【映像】“松井5敬遠”28年後の馬淵×林対談 全打席敬遠に突き進む馬淵監督「明徳をなめていた」見抜かれた星稜の隙(第2回)
「2点リードはものすごぐ大きかった」
馬淵監督が星稜の隙を見抜いたのは、明徳義塾が2点を先取した二回だった。 馬淵監督 最初のセンター前ヒットを(中堅の)清水君がファンブルして二塁打になって、おまけに捕逸で三塁まで行った。(5番)加用のバントはハーフスイングを取られてもおかしくないのに、ボールになった。おそらく低めの変化球を投げられたら三振だった。それが四球を与えてくれた。星稜がきちんと(4番)岡村のセンター前をシングルで止めていたら、どういう展開になっていたか分からない。ああいう作戦(敬遠)を取る上で、最初の2点リードはものすごぐ大きかった。
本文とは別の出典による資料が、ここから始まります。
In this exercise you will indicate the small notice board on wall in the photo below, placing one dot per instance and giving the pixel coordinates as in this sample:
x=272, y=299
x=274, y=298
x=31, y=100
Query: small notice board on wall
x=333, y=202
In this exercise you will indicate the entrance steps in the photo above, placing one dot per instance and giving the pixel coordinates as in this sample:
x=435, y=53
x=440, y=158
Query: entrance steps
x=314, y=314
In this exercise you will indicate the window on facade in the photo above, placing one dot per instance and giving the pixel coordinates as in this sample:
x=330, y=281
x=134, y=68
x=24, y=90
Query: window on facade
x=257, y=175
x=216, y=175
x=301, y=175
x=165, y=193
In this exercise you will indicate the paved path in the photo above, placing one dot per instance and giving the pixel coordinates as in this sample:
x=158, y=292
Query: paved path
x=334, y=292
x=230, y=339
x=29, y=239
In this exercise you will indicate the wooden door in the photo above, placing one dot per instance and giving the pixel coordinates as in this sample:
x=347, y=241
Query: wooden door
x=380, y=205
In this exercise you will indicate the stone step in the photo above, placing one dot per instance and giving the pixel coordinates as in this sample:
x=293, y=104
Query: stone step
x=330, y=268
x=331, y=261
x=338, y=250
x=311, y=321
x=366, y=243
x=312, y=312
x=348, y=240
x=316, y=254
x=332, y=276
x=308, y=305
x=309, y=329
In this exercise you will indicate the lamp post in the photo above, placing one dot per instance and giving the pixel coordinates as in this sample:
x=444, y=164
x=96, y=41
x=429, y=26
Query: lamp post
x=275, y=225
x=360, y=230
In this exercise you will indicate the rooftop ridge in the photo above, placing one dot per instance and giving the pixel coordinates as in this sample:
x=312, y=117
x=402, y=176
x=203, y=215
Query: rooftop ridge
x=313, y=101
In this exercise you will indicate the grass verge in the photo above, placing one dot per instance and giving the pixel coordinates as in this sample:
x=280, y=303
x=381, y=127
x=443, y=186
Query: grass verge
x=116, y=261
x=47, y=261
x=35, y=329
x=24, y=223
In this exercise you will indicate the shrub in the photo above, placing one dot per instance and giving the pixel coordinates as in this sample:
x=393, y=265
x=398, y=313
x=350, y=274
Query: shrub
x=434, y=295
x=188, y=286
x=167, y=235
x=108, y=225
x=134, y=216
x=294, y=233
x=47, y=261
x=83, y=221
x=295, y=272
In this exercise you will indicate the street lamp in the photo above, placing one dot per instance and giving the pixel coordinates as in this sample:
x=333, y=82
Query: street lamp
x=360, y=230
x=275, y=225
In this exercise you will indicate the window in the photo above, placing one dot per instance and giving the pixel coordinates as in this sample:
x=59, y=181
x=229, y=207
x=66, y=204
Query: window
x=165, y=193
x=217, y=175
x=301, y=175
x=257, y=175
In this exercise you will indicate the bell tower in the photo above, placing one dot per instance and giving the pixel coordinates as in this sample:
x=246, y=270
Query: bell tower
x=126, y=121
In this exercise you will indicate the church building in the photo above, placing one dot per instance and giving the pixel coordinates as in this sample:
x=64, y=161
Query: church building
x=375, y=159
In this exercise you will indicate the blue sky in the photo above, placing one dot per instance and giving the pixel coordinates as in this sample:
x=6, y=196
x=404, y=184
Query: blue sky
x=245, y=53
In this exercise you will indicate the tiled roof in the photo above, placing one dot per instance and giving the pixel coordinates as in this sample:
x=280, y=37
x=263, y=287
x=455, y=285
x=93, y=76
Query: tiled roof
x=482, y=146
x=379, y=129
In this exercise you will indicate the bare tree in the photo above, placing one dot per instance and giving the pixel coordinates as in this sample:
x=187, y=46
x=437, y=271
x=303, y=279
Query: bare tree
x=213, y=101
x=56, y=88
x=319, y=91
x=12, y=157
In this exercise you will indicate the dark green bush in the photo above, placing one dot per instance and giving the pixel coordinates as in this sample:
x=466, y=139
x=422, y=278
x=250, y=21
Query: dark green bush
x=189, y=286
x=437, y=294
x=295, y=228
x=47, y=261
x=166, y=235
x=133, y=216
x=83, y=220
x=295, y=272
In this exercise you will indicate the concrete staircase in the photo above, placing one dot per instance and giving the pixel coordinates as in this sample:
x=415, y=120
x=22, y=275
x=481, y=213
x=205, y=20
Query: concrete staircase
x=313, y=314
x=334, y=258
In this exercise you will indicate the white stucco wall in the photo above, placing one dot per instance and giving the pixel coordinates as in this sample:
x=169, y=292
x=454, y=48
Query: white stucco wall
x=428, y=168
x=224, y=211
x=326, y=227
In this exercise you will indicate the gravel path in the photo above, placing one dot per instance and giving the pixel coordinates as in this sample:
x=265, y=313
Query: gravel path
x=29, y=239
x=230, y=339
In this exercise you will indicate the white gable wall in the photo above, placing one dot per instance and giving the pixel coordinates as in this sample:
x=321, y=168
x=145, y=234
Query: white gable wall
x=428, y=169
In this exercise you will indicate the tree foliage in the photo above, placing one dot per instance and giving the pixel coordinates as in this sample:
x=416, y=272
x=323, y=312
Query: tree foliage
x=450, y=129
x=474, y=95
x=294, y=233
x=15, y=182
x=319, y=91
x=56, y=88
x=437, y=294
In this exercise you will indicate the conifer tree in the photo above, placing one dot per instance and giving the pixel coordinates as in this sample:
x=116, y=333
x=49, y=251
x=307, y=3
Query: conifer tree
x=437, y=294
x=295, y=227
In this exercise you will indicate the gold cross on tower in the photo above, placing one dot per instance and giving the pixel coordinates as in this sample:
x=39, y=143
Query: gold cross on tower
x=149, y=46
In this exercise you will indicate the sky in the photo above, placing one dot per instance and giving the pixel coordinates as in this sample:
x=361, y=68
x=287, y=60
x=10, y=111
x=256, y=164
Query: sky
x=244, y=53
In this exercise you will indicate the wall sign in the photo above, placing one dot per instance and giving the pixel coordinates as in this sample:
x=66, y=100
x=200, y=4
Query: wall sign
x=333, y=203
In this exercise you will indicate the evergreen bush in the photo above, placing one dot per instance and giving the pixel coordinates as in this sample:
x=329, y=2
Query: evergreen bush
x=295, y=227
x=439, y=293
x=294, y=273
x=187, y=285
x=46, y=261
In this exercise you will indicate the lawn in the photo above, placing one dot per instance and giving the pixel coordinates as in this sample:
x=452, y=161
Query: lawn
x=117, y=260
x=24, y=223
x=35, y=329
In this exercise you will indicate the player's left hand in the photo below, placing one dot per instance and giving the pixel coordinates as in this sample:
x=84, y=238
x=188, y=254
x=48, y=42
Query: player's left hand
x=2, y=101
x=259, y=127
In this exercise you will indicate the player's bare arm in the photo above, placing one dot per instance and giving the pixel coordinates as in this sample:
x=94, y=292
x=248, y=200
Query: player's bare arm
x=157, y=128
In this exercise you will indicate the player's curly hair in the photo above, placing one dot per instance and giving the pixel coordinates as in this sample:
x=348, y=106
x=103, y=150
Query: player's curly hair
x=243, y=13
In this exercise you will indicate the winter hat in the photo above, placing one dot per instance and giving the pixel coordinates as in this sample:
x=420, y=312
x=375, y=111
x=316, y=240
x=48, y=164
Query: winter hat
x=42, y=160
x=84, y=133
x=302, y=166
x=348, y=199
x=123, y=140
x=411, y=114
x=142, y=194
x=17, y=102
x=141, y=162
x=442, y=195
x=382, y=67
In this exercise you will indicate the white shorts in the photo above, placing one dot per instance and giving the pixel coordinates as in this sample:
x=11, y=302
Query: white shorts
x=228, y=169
一方、林監督が明徳義塾の作戦に気がついたのは試合中盤だった。 林監督 3回目の敬遠、五回の時にこれはひょっとして徹底しているのかなと感じた。私たちは敬遠がどうこうという意識は全くなく、どうやって点を取るのかに集中した。これ以上、失点もできないぞと。 両者とも、ただ勝つためだけに冷静にどうすべきかを考えていた。しかし、グラウンドの外では敬遠策が続くにつれて騒動が大きくなり始めていた。(つづく=9回連載予定)
5打席連続敬遠
第74回全国高校野球選手権2回戦で、明徳義塾が星稜の4番・松井秀喜に取った敬遠策。第1打席は一回2死三塁、第2打席は三回1死二、三塁、第3打席は五回1死一塁、第4打席は七回2死走者なし、第5打席は九回2死三塁からの敬遠だった。第4打席になるとスタンドから「勝負、勝負」と怒声が上がり、第5打席の敬遠後にはスタンドからメガホンなどが投げ込まれ、一時中断した。試合は3―2で明徳義塾が逃げ切った。試合後に日本高校野球連盟の牧野直隆会長(当時)が異例の記者会見を行い「敬遠も作戦の内だが、走者のいない打席は勝負してほしかった」と述べた。「ルールに基づく戦術」「勝利至上主義」と賛否両論が起こった。
明徳義塾
1976年創立の中高一貫の私立校。野球部も同年創部した。甲子園初出場は明徳時代の82年春。夏は初出場の84年から2014年まで初戦16連勝。02年夏に甲子園初優勝。4強以上は松坂大輔(西武)を擁した横浜(神奈川)に敗れた98年夏を含め、春夏計6回。春は19回出場で25勝18敗、夏は20回出場で34勝19敗。